A mobile security research company called Lookout has discovered a new kind of Android adware that is extremely powerful and equally dangerous. The firm has disclosed its findings in a blog post and things do not look pretty for a considerable percentage of Android users who have used third-party marketplaces recently.
The people behind the malware take a popular app, repackage a part of it with malicious code and then release it in a third-party marketplace where they can infect thousands of users at once. The apps look completely legitimate and in most cases they perform in almost the same level as the original apps. The researchers found more than 20,000 samples of infected apps so the adware can be found virtually everywhere.
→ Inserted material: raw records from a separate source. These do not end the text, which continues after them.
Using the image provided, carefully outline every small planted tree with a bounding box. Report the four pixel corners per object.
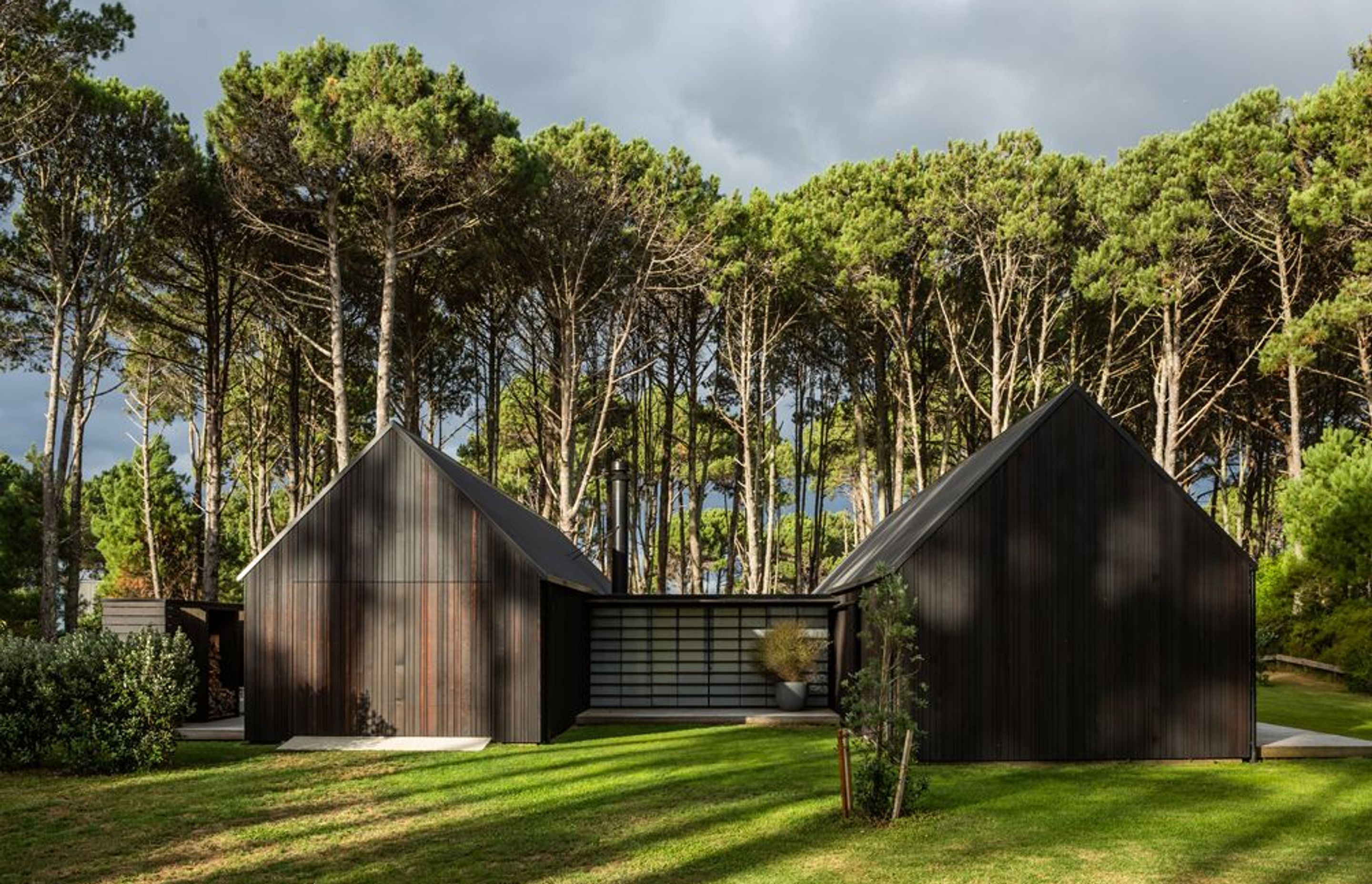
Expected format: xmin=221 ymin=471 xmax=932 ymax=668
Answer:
xmin=844 ymin=571 xmax=928 ymax=820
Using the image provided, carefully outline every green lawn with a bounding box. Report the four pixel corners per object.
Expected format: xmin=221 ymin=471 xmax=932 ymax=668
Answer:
xmin=1258 ymin=671 xmax=1372 ymax=740
xmin=0 ymin=727 xmax=1372 ymax=884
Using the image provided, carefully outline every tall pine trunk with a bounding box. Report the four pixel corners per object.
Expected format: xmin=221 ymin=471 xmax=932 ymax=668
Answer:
xmin=325 ymin=192 xmax=353 ymax=470
xmin=376 ymin=195 xmax=398 ymax=432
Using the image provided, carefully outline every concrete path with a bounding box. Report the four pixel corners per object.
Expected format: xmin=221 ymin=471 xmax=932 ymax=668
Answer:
xmin=174 ymin=715 xmax=243 ymax=740
xmin=1258 ymin=722 xmax=1372 ymax=758
xmin=276 ymin=737 xmax=491 ymax=752
xmin=576 ymin=707 xmax=838 ymax=726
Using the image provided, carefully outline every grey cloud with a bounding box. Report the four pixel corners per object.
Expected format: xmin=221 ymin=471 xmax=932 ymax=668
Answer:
xmin=0 ymin=0 xmax=1369 ymax=465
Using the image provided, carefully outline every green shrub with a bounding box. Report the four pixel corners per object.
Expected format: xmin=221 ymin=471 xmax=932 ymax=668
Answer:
xmin=755 ymin=621 xmax=825 ymax=681
xmin=1327 ymin=600 xmax=1372 ymax=693
xmin=0 ymin=630 xmax=196 ymax=773
xmin=0 ymin=635 xmax=52 ymax=769
xmin=844 ymin=573 xmax=928 ymax=821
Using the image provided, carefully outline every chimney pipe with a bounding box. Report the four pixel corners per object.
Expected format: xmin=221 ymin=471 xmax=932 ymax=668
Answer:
xmin=609 ymin=460 xmax=628 ymax=596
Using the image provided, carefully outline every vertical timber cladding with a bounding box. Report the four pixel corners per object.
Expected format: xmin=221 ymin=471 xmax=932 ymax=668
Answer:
xmin=244 ymin=431 xmax=543 ymax=743
xmin=589 ymin=596 xmax=833 ymax=708
xmin=889 ymin=397 xmax=1252 ymax=761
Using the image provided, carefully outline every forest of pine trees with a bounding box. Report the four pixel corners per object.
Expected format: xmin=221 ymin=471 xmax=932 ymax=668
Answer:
xmin=0 ymin=0 xmax=1372 ymax=645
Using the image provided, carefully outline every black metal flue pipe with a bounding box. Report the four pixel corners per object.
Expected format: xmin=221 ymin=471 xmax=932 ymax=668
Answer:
xmin=609 ymin=460 xmax=628 ymax=594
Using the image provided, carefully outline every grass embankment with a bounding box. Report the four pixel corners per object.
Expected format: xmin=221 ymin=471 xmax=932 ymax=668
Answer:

It even exists in apps such as Twitter, Facebook and even a two-factor authentication app called Okta.
When the infected apps arrive in your system, they reconfigure themselves as system apps in order to get super-user permissions and gain access to pretty much everything in your system. Normally, Android apps are not allowed to read system files or go through passwords and the like but system apps have a far wider range of permissions so you can imagine what a malicious app can do with this kind of power. For now, the malware only bombards users with advertisements but they could easily be turned to serve other purposes if needed.
The researchers suggest that the attackers have created powerful malware that can infect your system in a variety of ways and even use multiple root exploits which can be tailored to specific devices. The worst part is that many of these exploits are publicly available as they are more commonly used by third-party developers in auto-rooting apps. Even though those apps ask the permission of users to do their thing, the exploits can easily be applied to a device without the user ever knowing about it.
The worst part of all this is that once the infected apps are inside your device, getting rid of them is not an easy process. Users who are familiar with ADB or flashing their phones can get rid of the infected system files or just start over but everyday users cannot do much as factory resets do nothing to solve the issue. Sticking to Google Play is the best possible solution as all of the infected apps come from third-party marketplaces so try to stay away from them for a while.